天国に行けるのは4人。残る1人だけが地獄…話し合いで決めろと言われたら?
9月19~21日に札幌の「ジョブキタ北八劇場」で上演される舞台『天国への会談』。
本番1週間前の通し稽古を見学させてもらいました。
シリアスなテーマなのに、笑いながらあっという間に時間が過ぎていき、心に響くものもある作品でした。
HBCアナウンサーとSitakke編集部でつくる、「HBC演劇エンタメ研究会」(略してエンケン)から、Sitakke編集部IKUが、舞台の見どころを3つのポイントでご紹介します。
まずはストーリーのおもしろさに引き込まれます。
突然の事故によって、この世を去ることになった幼馴染5人。
天国でも地獄でもない、天界の分岐点に行ってしまいます。
そこで天界の使者たちに、誰が天国で、誰が地獄に行くか、話し合いで決めろと言われるのです。
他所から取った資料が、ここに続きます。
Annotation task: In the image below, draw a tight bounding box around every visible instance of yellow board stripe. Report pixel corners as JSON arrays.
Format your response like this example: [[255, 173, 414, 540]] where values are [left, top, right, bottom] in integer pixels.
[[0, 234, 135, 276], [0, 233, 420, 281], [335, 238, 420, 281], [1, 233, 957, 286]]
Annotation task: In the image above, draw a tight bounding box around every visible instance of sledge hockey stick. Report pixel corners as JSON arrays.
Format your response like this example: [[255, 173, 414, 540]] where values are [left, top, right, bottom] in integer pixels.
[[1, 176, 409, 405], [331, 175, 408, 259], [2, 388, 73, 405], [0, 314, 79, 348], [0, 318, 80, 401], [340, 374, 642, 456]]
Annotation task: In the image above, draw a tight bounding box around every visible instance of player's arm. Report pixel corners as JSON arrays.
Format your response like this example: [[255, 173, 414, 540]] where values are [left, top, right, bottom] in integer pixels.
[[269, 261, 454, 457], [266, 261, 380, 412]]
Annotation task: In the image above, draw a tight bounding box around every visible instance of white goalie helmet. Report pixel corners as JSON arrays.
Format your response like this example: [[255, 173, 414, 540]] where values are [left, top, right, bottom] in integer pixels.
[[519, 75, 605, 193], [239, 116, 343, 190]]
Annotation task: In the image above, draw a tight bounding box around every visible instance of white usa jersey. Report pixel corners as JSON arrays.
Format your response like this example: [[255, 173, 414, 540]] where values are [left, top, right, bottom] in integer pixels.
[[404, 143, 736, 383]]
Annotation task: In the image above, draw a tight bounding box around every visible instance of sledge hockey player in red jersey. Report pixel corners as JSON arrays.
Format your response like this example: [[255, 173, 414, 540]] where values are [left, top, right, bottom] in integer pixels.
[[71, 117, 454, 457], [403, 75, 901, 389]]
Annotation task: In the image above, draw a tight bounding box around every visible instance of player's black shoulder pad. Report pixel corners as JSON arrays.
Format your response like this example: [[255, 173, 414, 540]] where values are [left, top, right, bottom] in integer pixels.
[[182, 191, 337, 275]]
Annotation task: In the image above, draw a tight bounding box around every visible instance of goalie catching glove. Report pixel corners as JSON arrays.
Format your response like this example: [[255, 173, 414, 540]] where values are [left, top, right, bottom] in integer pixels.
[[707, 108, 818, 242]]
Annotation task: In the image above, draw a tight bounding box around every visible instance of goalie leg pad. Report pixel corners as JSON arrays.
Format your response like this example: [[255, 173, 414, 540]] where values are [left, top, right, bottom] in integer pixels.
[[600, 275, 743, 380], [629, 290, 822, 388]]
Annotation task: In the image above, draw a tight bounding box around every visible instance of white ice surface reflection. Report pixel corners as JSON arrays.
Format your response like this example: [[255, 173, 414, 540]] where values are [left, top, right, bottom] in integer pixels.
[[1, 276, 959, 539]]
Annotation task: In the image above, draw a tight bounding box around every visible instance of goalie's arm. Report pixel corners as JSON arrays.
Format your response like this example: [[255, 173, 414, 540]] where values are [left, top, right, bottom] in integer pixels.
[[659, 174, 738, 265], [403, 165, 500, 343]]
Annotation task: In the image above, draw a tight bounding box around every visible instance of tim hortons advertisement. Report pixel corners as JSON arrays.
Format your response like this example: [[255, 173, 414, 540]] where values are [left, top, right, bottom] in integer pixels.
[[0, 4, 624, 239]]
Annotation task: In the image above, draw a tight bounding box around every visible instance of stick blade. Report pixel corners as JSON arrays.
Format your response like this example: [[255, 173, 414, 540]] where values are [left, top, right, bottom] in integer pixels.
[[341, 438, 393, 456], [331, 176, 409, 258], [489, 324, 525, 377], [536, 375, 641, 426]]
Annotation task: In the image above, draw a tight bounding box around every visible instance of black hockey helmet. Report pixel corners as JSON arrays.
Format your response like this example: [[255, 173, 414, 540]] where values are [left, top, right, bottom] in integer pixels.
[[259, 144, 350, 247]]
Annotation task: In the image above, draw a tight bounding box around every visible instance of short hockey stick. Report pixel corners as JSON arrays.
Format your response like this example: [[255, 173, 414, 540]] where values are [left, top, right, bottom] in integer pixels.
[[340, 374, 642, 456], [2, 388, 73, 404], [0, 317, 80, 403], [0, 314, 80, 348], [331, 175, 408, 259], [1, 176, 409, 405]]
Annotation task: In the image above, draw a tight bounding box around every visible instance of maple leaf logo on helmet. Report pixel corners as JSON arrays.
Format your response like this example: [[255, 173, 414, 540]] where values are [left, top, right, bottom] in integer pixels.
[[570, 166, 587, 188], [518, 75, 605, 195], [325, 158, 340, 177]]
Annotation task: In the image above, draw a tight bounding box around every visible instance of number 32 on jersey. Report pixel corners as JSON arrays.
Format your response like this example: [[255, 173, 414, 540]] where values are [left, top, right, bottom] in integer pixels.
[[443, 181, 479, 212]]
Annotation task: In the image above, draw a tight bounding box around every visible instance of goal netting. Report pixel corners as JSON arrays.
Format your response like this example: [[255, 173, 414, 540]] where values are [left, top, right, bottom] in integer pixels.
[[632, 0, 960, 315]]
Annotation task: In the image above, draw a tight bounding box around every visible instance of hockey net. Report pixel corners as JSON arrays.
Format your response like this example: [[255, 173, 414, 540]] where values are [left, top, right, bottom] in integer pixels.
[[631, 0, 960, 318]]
天国に行けるのは4人。残る1人だけが地獄、という条件を出されます。
自分の身に置き換えながら見ても、簡単に答えを出せない究極の選択ですが、舞台の登場人物たちを客観的に見ていても、だんだん苦しくなってきました。
5人はそれぞれ個性豊か。
私は序盤から、菊地颯平さんが演じる「チー坊」がとにかく愛しく見えて、ついつい「チー坊は天国に…」と応援したくなりました。台本に書かれている言葉からもその人柄は感じるのですが、菊地さんが演じると、「その笑顔と前髪と動きはなんだ…」とどんどん愛しくなって、こんな人が亡くなってしまったこと、その上さらなるピンチにさらされていることが悲しく、感情移入していきます。
なのに、物語が進むうちに、最初は「ちょっと嫌なヤツ」な印象だった人物にも、違った側面が見えてきます。舞台上で描かれるシーンだけではなく、死ぬ前の世界での日常や、大切な人と過ごしてきた時間が垣間見えて、一面だけでは語れない「人」の奥深さ、難しさが感じられます。
いい人・悪い人はどこで判断されるのか…
生き方について、自然と考えさせられる作品でもありました。
まだ見えていない側面があるのだろうか、5人はそれぞれをどう見ているのだろうか、いったい誰が地獄行きになってしまうのか…ハラハラしながら、最後まで目が離せない展開でした。